Sunday, March 24, 2019

BUFF ’19: The Unthinkable


What happens when a paranoid invasion thriller comes out of the country that gave us Ingmar Bergman and Lukas Moodysson? You can expect some serious angst. Alex, an emotionally damaged electro-experimental musician, has enough neuroses for all of Scandinavia. However, the mysterious crisis that befalls Sweden might just be the catalyst that reconnects him with his estranged father and the great love of his life in filmmaking collective Crazy Pictures’ The Unthinkable, which screens today during the 2019 Boston Underground Film Festival.

Alex and Anna were once a thing, but he let his family strife and resulting mental hang-ups undermine their pastoral teen romance. Years later, he is an arrogant musician (specializing in distorted piano stylings), who is out of touch with most of his old friends and family. Yet, he happens to cross paths with Anna again just as strange things start going down—like explosions in transportation hubs, drivers losing control of their cars, and planes falling out of the sky.

Everyone automatically accepts Daesh’s statement taking credit for the explosions, except Alex’s father Björn, who is good at connecting seemingly unrelated dots, because he is a paranoid conspiracy loon. He has some ideas about who might be responsible. Not to be spoilery, but they rhyme with Gagamir Spewton. Alas, the scruffy nutter hasn’t been wrong yet, much to his chagrin.

Unthinkable is basically a disaster melodrama that incorporates a handful of genre elements, but Crazy Pictures deftly keeps raising the stakes and cranking up the tension (and the family drama). Look hard enough and you can find elements of Red Dawn, X-Files, and Autumn Sonata. Frankly, Alex is more than a bit of a pill, who quickly taxes our patience, but it is rather fascinating to watch the older, wiser Björn suss out to the dastardly plot afoot.

There are also some remarkably well-coordinated scenes of multiple car collisions and plummeting helicopters, both in terms of special effects and stunt work. Unthinkable has stuff that can hang with most of what you find in Roland Emmerich’s latest films. Alas, it also has dreary old Alex.

If you want to see moody and petulant, then brother, Christoffer Nordenrot delivers it in spades as miserable Alex. On the other hand, Jesper Barkselius shows tremendous range as Björn, running the gamut from cringy abusive parent to remorseful alienated crank. Lisa Henni is also somewhat bland as Anna, but they are Swedish after all, and big, earth-shaking spectacles are usually not the most flattering actor’s showcases.

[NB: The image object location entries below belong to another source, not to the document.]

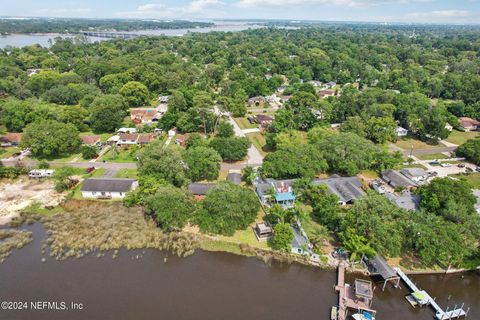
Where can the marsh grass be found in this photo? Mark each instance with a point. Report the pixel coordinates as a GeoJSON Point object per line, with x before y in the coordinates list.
{"type": "Point", "coordinates": [86, 227]}
{"type": "Point", "coordinates": [12, 239]}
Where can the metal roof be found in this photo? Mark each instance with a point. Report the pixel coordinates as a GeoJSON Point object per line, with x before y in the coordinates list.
{"type": "Point", "coordinates": [107, 185]}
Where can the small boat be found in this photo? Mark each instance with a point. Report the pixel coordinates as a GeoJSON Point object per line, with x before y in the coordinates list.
{"type": "Point", "coordinates": [334, 313]}
{"type": "Point", "coordinates": [363, 316]}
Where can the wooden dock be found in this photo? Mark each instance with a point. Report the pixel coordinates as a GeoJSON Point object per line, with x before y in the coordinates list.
{"type": "Point", "coordinates": [426, 299]}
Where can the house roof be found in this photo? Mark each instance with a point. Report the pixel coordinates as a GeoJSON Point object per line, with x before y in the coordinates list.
{"type": "Point", "coordinates": [200, 189]}
{"type": "Point", "coordinates": [348, 189]}
{"type": "Point", "coordinates": [12, 137]}
{"type": "Point", "coordinates": [90, 139]}
{"type": "Point", "coordinates": [396, 179]}
{"type": "Point", "coordinates": [107, 185]}
{"type": "Point", "coordinates": [466, 122]}
{"type": "Point", "coordinates": [284, 196]}
{"type": "Point", "coordinates": [234, 177]}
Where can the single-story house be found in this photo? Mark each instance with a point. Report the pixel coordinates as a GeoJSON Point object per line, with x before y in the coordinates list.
{"type": "Point", "coordinates": [263, 120]}
{"type": "Point", "coordinates": [90, 140]}
{"type": "Point", "coordinates": [107, 188]}
{"type": "Point", "coordinates": [401, 132]}
{"type": "Point", "coordinates": [199, 190]}
{"type": "Point", "coordinates": [415, 174]}
{"type": "Point", "coordinates": [300, 243]}
{"type": "Point", "coordinates": [263, 231]}
{"type": "Point", "coordinates": [127, 139]}
{"type": "Point", "coordinates": [347, 189]}
{"type": "Point", "coordinates": [330, 85]}
{"type": "Point", "coordinates": [234, 177]}
{"type": "Point", "coordinates": [127, 130]}
{"type": "Point", "coordinates": [469, 124]}
{"type": "Point", "coordinates": [397, 180]}
{"type": "Point", "coordinates": [11, 139]}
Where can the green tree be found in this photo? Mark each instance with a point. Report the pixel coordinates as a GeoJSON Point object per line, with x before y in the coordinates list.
{"type": "Point", "coordinates": [50, 138]}
{"type": "Point", "coordinates": [135, 93]}
{"type": "Point", "coordinates": [162, 164]}
{"type": "Point", "coordinates": [282, 237]}
{"type": "Point", "coordinates": [171, 207]}
{"type": "Point", "coordinates": [203, 163]}
{"type": "Point", "coordinates": [226, 208]}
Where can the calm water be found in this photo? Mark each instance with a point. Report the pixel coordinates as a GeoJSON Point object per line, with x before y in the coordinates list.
{"type": "Point", "coordinates": [21, 40]}
{"type": "Point", "coordinates": [203, 286]}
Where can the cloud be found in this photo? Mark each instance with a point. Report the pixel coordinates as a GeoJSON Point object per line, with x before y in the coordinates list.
{"type": "Point", "coordinates": [159, 10]}
{"type": "Point", "coordinates": [349, 3]}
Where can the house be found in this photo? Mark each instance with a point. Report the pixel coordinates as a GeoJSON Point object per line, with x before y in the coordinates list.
{"type": "Point", "coordinates": [468, 124]}
{"type": "Point", "coordinates": [347, 189]}
{"type": "Point", "coordinates": [401, 132]}
{"type": "Point", "coordinates": [300, 243]}
{"type": "Point", "coordinates": [107, 188]}
{"type": "Point", "coordinates": [128, 139]}
{"type": "Point", "coordinates": [127, 130]}
{"type": "Point", "coordinates": [10, 139]}
{"type": "Point", "coordinates": [263, 231]}
{"type": "Point", "coordinates": [276, 191]}
{"type": "Point", "coordinates": [199, 190]}
{"type": "Point", "coordinates": [326, 93]}
{"type": "Point", "coordinates": [263, 120]}
{"type": "Point", "coordinates": [415, 174]}
{"type": "Point", "coordinates": [234, 177]}
{"type": "Point", "coordinates": [330, 85]}
{"type": "Point", "coordinates": [90, 140]}
{"type": "Point", "coordinates": [144, 116]}
{"type": "Point", "coordinates": [397, 179]}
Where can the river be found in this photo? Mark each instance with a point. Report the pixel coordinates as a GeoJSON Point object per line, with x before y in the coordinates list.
{"type": "Point", "coordinates": [45, 40]}
{"type": "Point", "coordinates": [203, 286]}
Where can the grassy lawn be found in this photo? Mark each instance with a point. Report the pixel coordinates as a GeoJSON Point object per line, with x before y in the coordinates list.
{"type": "Point", "coordinates": [243, 123]}
{"type": "Point", "coordinates": [103, 136]}
{"type": "Point", "coordinates": [473, 179]}
{"type": "Point", "coordinates": [121, 156]}
{"type": "Point", "coordinates": [258, 140]}
{"type": "Point", "coordinates": [8, 152]}
{"type": "Point", "coordinates": [459, 137]}
{"type": "Point", "coordinates": [406, 144]}
{"type": "Point", "coordinates": [434, 156]}
{"type": "Point", "coordinates": [127, 173]}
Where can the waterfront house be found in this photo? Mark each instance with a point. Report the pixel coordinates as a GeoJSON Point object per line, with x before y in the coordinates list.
{"type": "Point", "coordinates": [397, 180]}
{"type": "Point", "coordinates": [107, 188]}
{"type": "Point", "coordinates": [468, 124]}
{"type": "Point", "coordinates": [263, 231]}
{"type": "Point", "coordinates": [10, 139]}
{"type": "Point", "coordinates": [401, 132]}
{"type": "Point", "coordinates": [90, 140]}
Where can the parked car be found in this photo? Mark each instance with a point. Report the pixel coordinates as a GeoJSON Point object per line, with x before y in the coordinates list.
{"type": "Point", "coordinates": [89, 169]}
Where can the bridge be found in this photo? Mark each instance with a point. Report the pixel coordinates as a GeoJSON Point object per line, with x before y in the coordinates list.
{"type": "Point", "coordinates": [111, 35]}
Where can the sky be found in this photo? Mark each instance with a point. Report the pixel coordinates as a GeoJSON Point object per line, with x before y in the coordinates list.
{"type": "Point", "coordinates": [417, 11]}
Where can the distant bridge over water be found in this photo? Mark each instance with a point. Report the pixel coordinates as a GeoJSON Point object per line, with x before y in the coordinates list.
{"type": "Point", "coordinates": [111, 35]}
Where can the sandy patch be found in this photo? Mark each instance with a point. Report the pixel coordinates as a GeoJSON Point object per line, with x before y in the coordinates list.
{"type": "Point", "coordinates": [18, 194]}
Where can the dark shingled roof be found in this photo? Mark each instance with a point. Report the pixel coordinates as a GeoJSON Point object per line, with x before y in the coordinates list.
{"type": "Point", "coordinates": [107, 185]}
{"type": "Point", "coordinates": [200, 189]}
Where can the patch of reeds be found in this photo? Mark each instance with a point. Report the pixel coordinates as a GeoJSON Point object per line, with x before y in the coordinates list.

Perhaps the scariest thing about Unthinkable is how realistic it is, especially the closing coda, which clearly implies who is most likely the responsible supper-villain. It certainly establishes how much of a bummer Armageddon could be, yet it makes it all look tremendously cinematic. Recommended for fans of apocalyptic cinema, The Unthinkable screens tonight (3/24), as the closing selection of this year’s BUFF.